# EMBALSES.NET > Biología > Micologia (Hongos) >  Hígado de buey en la Serena

## Los terrines

Buenas noches.

Aunque no tengo ni idea de hongos hace tiempo que quería estrenarme con este hilo. Creo que se trata de un hígado de buey, pero no estoy seguro, así que los expertos podéis corregirme. Se encuentra en una morera que tengo en el campo junto a casa y empiezo con una foro un poco lejana donde se ve la morera (como es de hoja caduca y estamos en invierno, la veréis como un esqueleto) donde se encuentra, a unos 40 centímetros del suelo, el hígado de buey:



Y a continuación, os subo algunos primeros planos, para que podáis aclararme con más seguridad de qué se trata:









Un cordial saludo.

----------


## embalses al 100%

Por qué será, que lo llaman "Hígado de Buey"...
Cualquiera lo confundiría.
Gracias por las fotos, los terrines.

----------


## REEGE

Puede ser, casi seguro, un yesquero rebordeado (Fomitopsis pinicola).

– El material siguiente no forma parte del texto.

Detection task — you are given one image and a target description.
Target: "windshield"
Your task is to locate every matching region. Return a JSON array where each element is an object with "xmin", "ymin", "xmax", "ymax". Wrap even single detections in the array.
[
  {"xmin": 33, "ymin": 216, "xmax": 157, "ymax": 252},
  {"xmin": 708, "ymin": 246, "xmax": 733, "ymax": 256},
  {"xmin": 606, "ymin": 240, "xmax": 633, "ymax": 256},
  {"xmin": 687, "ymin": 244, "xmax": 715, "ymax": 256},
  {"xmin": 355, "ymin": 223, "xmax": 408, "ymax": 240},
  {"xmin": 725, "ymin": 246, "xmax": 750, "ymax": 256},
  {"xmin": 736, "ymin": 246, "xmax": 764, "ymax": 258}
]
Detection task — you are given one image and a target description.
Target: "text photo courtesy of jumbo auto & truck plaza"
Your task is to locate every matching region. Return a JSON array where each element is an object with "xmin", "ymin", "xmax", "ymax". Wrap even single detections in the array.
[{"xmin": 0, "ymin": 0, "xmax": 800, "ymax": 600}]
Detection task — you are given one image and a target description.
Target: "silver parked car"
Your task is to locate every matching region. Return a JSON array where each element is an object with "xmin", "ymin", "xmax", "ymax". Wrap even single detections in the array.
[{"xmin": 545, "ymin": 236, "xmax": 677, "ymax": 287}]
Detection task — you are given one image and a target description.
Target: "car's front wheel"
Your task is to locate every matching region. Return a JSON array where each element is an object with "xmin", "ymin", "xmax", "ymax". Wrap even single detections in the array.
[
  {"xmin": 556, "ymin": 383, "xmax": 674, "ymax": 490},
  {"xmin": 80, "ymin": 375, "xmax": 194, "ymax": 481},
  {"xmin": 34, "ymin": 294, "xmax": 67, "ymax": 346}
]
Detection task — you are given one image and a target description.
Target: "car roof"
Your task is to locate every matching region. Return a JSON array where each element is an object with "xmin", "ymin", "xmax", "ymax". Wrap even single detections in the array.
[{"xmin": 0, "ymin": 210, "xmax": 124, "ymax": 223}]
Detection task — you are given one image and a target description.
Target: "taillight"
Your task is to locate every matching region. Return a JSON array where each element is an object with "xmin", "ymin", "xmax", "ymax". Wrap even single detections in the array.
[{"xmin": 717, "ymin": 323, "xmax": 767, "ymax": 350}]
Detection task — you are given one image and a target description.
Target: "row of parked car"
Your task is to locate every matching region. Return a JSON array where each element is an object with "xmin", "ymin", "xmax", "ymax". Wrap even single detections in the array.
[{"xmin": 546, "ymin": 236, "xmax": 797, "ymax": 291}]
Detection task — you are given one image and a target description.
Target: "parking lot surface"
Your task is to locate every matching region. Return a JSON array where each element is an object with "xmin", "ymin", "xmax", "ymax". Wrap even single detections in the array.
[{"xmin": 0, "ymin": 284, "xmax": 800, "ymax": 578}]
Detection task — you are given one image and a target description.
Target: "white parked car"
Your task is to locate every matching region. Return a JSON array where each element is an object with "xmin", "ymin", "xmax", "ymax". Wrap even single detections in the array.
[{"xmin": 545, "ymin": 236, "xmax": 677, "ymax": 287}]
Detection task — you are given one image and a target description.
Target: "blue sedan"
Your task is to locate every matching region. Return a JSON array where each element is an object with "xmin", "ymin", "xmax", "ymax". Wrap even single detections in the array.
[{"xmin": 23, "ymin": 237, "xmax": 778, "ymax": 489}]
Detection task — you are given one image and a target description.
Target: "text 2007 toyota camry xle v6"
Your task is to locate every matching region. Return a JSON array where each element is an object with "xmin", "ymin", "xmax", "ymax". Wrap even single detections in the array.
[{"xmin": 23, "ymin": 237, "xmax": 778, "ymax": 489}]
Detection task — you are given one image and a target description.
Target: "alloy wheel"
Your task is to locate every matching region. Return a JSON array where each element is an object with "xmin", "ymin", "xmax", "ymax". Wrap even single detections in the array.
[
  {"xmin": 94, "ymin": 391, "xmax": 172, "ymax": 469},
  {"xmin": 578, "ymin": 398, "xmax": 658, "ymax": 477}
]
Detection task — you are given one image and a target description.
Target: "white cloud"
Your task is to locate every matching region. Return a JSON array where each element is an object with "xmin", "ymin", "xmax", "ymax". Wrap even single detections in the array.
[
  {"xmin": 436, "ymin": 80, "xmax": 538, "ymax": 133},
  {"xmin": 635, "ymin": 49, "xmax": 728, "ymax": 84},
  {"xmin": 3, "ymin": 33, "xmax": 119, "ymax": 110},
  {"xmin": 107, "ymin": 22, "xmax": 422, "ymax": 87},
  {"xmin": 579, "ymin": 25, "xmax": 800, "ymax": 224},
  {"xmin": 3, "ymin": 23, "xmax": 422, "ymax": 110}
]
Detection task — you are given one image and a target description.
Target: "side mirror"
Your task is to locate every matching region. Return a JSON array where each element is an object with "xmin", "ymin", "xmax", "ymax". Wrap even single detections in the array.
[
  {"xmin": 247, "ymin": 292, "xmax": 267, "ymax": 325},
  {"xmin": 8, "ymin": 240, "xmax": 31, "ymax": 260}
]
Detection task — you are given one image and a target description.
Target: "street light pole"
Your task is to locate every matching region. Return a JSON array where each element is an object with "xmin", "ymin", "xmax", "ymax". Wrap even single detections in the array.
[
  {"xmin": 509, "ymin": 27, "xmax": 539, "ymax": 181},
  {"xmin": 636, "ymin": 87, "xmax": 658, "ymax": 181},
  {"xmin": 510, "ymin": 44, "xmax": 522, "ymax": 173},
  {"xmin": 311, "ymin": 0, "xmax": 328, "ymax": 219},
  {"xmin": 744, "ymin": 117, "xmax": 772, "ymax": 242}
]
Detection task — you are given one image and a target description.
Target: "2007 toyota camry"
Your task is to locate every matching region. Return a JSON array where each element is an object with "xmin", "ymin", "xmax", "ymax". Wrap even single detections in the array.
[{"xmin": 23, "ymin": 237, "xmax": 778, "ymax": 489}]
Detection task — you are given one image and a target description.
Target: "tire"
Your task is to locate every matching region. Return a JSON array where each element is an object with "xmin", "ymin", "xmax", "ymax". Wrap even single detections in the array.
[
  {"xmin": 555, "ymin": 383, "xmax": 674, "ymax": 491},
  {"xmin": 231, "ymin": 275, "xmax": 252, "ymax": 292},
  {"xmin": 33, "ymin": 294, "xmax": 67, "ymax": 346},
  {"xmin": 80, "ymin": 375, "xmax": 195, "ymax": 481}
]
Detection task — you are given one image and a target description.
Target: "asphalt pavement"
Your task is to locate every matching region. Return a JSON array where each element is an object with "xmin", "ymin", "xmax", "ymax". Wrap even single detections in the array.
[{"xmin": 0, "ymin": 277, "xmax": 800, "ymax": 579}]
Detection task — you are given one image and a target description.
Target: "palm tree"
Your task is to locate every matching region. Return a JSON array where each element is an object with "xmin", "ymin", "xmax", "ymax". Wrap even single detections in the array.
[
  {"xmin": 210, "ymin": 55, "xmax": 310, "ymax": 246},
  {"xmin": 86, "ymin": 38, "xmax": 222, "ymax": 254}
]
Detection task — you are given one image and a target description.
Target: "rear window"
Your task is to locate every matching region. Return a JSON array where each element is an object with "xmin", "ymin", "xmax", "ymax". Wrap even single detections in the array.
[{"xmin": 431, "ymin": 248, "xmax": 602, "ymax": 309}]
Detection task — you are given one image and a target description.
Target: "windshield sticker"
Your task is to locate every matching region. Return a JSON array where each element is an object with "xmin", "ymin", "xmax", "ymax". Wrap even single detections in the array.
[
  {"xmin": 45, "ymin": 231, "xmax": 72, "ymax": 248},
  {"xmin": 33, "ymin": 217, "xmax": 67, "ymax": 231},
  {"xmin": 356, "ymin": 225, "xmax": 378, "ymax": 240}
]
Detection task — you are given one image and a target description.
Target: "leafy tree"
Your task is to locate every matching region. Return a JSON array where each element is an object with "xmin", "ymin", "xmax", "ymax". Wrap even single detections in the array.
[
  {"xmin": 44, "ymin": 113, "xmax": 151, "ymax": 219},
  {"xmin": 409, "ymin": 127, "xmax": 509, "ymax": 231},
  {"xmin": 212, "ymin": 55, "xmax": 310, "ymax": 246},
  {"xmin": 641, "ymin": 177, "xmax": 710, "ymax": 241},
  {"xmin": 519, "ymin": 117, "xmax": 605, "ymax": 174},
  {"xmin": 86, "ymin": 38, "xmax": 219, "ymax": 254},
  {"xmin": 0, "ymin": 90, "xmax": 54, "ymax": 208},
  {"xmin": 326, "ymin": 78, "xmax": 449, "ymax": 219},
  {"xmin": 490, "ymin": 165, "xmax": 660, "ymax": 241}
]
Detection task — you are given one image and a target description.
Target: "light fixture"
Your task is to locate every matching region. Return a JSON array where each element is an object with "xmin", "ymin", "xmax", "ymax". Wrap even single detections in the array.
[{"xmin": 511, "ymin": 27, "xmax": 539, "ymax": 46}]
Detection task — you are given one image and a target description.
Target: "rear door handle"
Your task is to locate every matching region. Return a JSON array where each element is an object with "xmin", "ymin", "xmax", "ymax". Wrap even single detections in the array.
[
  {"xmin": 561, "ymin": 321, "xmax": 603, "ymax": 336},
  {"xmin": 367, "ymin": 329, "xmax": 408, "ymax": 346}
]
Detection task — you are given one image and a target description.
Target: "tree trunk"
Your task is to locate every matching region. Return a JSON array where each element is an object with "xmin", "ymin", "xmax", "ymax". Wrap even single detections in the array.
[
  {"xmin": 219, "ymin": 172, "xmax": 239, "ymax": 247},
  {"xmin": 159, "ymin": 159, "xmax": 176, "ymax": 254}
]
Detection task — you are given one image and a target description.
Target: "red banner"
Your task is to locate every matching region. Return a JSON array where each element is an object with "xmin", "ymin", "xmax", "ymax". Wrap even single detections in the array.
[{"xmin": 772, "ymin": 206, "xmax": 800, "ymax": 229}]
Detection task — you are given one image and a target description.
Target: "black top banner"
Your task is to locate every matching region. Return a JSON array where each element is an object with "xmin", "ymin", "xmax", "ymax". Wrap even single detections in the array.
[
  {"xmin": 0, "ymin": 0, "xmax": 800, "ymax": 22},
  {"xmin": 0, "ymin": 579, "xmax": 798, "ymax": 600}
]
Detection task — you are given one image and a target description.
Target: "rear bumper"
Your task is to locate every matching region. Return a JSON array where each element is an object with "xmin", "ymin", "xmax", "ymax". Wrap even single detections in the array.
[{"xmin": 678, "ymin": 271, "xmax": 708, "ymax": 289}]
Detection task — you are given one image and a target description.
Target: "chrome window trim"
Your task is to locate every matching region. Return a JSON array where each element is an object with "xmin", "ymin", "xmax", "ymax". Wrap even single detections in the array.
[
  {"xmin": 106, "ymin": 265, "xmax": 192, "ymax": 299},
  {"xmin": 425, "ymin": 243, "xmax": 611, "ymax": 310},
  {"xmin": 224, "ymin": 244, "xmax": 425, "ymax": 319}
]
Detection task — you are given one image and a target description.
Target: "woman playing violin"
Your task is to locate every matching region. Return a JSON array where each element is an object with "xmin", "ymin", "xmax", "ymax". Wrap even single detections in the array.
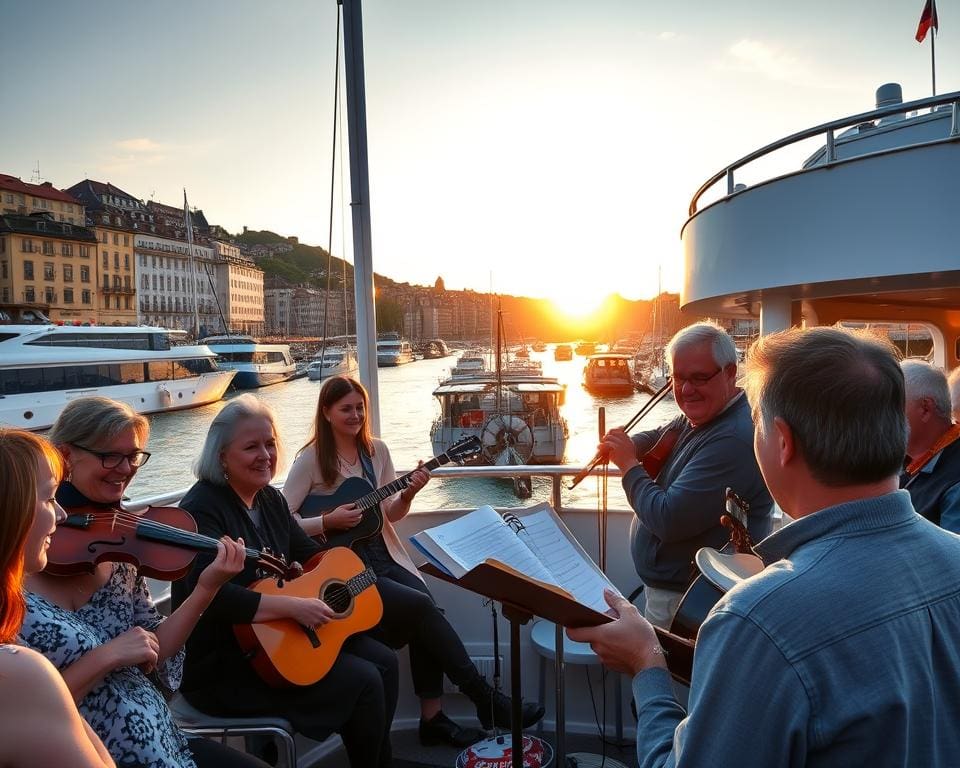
[
  {"xmin": 21, "ymin": 397, "xmax": 262, "ymax": 768},
  {"xmin": 283, "ymin": 376, "xmax": 543, "ymax": 747},
  {"xmin": 0, "ymin": 429, "xmax": 114, "ymax": 768},
  {"xmin": 173, "ymin": 395, "xmax": 398, "ymax": 768}
]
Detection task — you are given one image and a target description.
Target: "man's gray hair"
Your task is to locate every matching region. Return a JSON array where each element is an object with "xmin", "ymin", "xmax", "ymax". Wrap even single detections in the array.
[
  {"xmin": 667, "ymin": 320, "xmax": 737, "ymax": 369},
  {"xmin": 900, "ymin": 359, "xmax": 951, "ymax": 421},
  {"xmin": 744, "ymin": 327, "xmax": 907, "ymax": 487},
  {"xmin": 47, "ymin": 397, "xmax": 150, "ymax": 449},
  {"xmin": 193, "ymin": 393, "xmax": 281, "ymax": 485},
  {"xmin": 947, "ymin": 366, "xmax": 960, "ymax": 421}
]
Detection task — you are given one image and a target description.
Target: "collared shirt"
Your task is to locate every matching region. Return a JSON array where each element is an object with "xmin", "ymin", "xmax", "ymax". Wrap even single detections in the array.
[{"xmin": 633, "ymin": 491, "xmax": 960, "ymax": 768}]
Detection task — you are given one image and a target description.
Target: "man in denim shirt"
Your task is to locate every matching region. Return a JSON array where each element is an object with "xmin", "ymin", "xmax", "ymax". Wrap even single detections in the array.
[{"xmin": 568, "ymin": 328, "xmax": 960, "ymax": 768}]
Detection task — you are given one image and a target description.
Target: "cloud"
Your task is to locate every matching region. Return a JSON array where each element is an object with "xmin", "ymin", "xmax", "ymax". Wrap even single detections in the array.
[
  {"xmin": 720, "ymin": 38, "xmax": 829, "ymax": 86},
  {"xmin": 115, "ymin": 137, "xmax": 162, "ymax": 152}
]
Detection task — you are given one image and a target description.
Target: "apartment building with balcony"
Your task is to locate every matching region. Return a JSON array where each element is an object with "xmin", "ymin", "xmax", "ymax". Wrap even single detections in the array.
[{"xmin": 0, "ymin": 213, "xmax": 98, "ymax": 324}]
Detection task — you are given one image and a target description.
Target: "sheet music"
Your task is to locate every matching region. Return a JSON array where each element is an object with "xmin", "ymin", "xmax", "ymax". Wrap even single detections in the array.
[
  {"xmin": 519, "ymin": 505, "xmax": 619, "ymax": 613},
  {"xmin": 411, "ymin": 506, "xmax": 560, "ymax": 586}
]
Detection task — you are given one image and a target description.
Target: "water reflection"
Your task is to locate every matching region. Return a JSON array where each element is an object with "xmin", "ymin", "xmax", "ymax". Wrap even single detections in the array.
[{"xmin": 128, "ymin": 349, "xmax": 678, "ymax": 509}]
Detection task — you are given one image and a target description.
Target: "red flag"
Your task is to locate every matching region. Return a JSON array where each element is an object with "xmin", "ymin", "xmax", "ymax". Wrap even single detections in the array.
[{"xmin": 917, "ymin": 0, "xmax": 940, "ymax": 43}]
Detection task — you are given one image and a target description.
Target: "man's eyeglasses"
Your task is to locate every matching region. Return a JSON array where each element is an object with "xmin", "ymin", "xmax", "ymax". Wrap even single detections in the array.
[
  {"xmin": 673, "ymin": 366, "xmax": 723, "ymax": 389},
  {"xmin": 70, "ymin": 443, "xmax": 150, "ymax": 469}
]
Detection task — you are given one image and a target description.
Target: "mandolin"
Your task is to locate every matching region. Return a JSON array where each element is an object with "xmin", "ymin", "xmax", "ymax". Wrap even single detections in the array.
[
  {"xmin": 297, "ymin": 435, "xmax": 483, "ymax": 549},
  {"xmin": 670, "ymin": 488, "xmax": 763, "ymax": 640},
  {"xmin": 233, "ymin": 547, "xmax": 383, "ymax": 688}
]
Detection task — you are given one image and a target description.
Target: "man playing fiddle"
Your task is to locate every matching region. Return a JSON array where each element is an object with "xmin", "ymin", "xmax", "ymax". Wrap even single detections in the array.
[{"xmin": 600, "ymin": 322, "xmax": 773, "ymax": 629}]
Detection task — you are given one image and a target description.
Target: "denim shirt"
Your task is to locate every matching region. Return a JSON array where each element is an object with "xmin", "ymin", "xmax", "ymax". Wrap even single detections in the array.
[{"xmin": 633, "ymin": 491, "xmax": 960, "ymax": 768}]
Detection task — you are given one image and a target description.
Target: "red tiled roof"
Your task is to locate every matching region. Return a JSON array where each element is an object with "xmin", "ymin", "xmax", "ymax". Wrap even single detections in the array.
[{"xmin": 0, "ymin": 173, "xmax": 82, "ymax": 205}]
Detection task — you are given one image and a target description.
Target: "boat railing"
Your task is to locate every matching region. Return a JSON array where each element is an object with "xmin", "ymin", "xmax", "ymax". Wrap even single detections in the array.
[
  {"xmin": 688, "ymin": 91, "xmax": 960, "ymax": 216},
  {"xmin": 126, "ymin": 464, "xmax": 632, "ymax": 515}
]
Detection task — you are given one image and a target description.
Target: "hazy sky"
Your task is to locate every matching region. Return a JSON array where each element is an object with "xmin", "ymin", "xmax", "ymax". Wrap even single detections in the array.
[{"xmin": 0, "ymin": 0, "xmax": 960, "ymax": 309}]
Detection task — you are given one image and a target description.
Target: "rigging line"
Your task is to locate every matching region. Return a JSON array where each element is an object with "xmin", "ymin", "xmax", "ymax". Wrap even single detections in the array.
[{"xmin": 320, "ymin": 3, "xmax": 346, "ymax": 364}]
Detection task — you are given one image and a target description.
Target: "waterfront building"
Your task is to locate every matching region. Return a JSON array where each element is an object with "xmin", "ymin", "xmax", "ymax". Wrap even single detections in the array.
[
  {"xmin": 0, "ymin": 212, "xmax": 97, "ymax": 323},
  {"xmin": 0, "ymin": 173, "xmax": 86, "ymax": 227},
  {"xmin": 210, "ymin": 239, "xmax": 264, "ymax": 336},
  {"xmin": 67, "ymin": 179, "xmax": 142, "ymax": 325}
]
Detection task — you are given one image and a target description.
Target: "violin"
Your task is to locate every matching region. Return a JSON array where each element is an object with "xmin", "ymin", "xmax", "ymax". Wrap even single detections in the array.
[
  {"xmin": 640, "ymin": 425, "xmax": 683, "ymax": 478},
  {"xmin": 45, "ymin": 506, "xmax": 303, "ymax": 581}
]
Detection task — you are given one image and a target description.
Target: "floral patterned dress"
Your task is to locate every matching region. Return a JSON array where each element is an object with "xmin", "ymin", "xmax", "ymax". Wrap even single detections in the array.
[{"xmin": 20, "ymin": 563, "xmax": 196, "ymax": 768}]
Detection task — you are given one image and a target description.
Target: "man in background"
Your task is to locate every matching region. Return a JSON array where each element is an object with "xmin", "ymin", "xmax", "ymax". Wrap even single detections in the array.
[
  {"xmin": 600, "ymin": 322, "xmax": 773, "ymax": 629},
  {"xmin": 567, "ymin": 328, "xmax": 960, "ymax": 768},
  {"xmin": 900, "ymin": 360, "xmax": 960, "ymax": 533}
]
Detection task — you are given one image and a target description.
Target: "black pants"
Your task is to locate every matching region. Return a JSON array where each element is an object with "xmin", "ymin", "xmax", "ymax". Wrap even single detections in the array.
[
  {"xmin": 183, "ymin": 635, "xmax": 399, "ymax": 768},
  {"xmin": 187, "ymin": 736, "xmax": 270, "ymax": 768},
  {"xmin": 370, "ymin": 561, "xmax": 479, "ymax": 699}
]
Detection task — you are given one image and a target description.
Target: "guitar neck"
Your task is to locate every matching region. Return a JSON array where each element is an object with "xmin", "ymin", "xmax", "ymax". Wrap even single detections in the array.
[{"xmin": 354, "ymin": 453, "xmax": 450, "ymax": 509}]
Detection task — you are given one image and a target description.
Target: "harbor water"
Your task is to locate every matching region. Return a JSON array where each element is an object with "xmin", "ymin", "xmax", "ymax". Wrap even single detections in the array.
[{"xmin": 120, "ymin": 350, "xmax": 678, "ymax": 511}]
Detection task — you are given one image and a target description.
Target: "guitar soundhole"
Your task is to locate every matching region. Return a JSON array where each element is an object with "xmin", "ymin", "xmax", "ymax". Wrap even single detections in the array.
[{"xmin": 320, "ymin": 583, "xmax": 350, "ymax": 613}]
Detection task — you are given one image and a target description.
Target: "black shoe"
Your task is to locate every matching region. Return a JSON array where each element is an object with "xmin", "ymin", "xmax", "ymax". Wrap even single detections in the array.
[
  {"xmin": 420, "ymin": 712, "xmax": 485, "ymax": 748},
  {"xmin": 462, "ymin": 676, "xmax": 544, "ymax": 731}
]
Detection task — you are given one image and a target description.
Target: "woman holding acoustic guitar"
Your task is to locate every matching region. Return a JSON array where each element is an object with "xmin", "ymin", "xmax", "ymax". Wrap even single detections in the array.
[
  {"xmin": 173, "ymin": 395, "xmax": 398, "ymax": 768},
  {"xmin": 20, "ymin": 397, "xmax": 263, "ymax": 768},
  {"xmin": 0, "ymin": 429, "xmax": 114, "ymax": 768},
  {"xmin": 283, "ymin": 376, "xmax": 543, "ymax": 747}
]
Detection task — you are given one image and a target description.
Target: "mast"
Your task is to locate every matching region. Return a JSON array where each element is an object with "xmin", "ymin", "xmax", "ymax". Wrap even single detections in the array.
[{"xmin": 338, "ymin": 0, "xmax": 380, "ymax": 435}]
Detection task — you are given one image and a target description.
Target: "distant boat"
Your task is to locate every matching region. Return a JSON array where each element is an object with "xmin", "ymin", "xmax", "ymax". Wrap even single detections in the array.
[
  {"xmin": 0, "ymin": 325, "xmax": 235, "ymax": 429},
  {"xmin": 377, "ymin": 333, "xmax": 414, "ymax": 368},
  {"xmin": 200, "ymin": 334, "xmax": 297, "ymax": 389},
  {"xmin": 307, "ymin": 347, "xmax": 359, "ymax": 381},
  {"xmin": 423, "ymin": 339, "xmax": 450, "ymax": 360},
  {"xmin": 583, "ymin": 352, "xmax": 635, "ymax": 396}
]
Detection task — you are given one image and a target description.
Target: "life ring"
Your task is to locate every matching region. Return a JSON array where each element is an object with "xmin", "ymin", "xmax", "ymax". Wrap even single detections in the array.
[
  {"xmin": 480, "ymin": 414, "xmax": 534, "ymax": 466},
  {"xmin": 460, "ymin": 409, "xmax": 483, "ymax": 428}
]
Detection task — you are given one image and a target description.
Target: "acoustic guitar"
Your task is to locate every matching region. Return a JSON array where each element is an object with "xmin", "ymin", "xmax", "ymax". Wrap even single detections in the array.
[
  {"xmin": 233, "ymin": 547, "xmax": 383, "ymax": 688},
  {"xmin": 297, "ymin": 435, "xmax": 483, "ymax": 549}
]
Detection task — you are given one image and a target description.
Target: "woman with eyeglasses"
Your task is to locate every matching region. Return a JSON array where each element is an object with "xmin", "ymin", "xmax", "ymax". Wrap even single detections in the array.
[
  {"xmin": 20, "ymin": 397, "xmax": 264, "ymax": 768},
  {"xmin": 0, "ymin": 429, "xmax": 114, "ymax": 768}
]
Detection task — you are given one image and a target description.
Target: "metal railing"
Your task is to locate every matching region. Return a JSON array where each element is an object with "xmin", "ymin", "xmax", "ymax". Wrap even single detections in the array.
[
  {"xmin": 127, "ymin": 464, "xmax": 620, "ymax": 514},
  {"xmin": 687, "ymin": 91, "xmax": 960, "ymax": 216}
]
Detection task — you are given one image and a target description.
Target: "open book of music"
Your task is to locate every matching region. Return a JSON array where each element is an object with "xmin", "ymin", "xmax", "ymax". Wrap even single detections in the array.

http://ichn.iec.cat/bages/pinedes/cfomitopsis.htm

----------


## Los terrines

> Puede ser, casi seguro, un yesquero rebordeado (Fomitopsis pinicola).
> 
> http://ichn.iec.cat/bages/pinedes/cfomitopsis.htm


Muchas gracias por la información, REEGE; yo sigo teniendo dudas, ya que he consultado con google y en las fotos que encuentro del yesquero rebordeado, la parte inferior es de un color crudo, casi blanco, y la que tengo en el árbol el color en la parte de abajo es una especie de rosado, mucho más oscuro. Además, según he leído, el yesquero es perenne, y la que tengo en el campo normalmente desaparece en verano, y vuelve a salir en otoño.

Un cordial saludo.

----------


## Azuer

Hola los terrines, lamento responder tan tarde a un tema ya antiguo, pero tengo que decirte que no se trata de la "lengua de buey" (_Fistulina hepatica_) sino de un ejemplar ya viejo de _Inonotus hispidus_ típico de las moreras y de otros árboles de hoja ancha. Los ejemplares de años anteriores adquieren el aspecto de "carbonizados" y hay veces que no se caen y se quedan adheridos al tronco junto con ejemplares jóvenes.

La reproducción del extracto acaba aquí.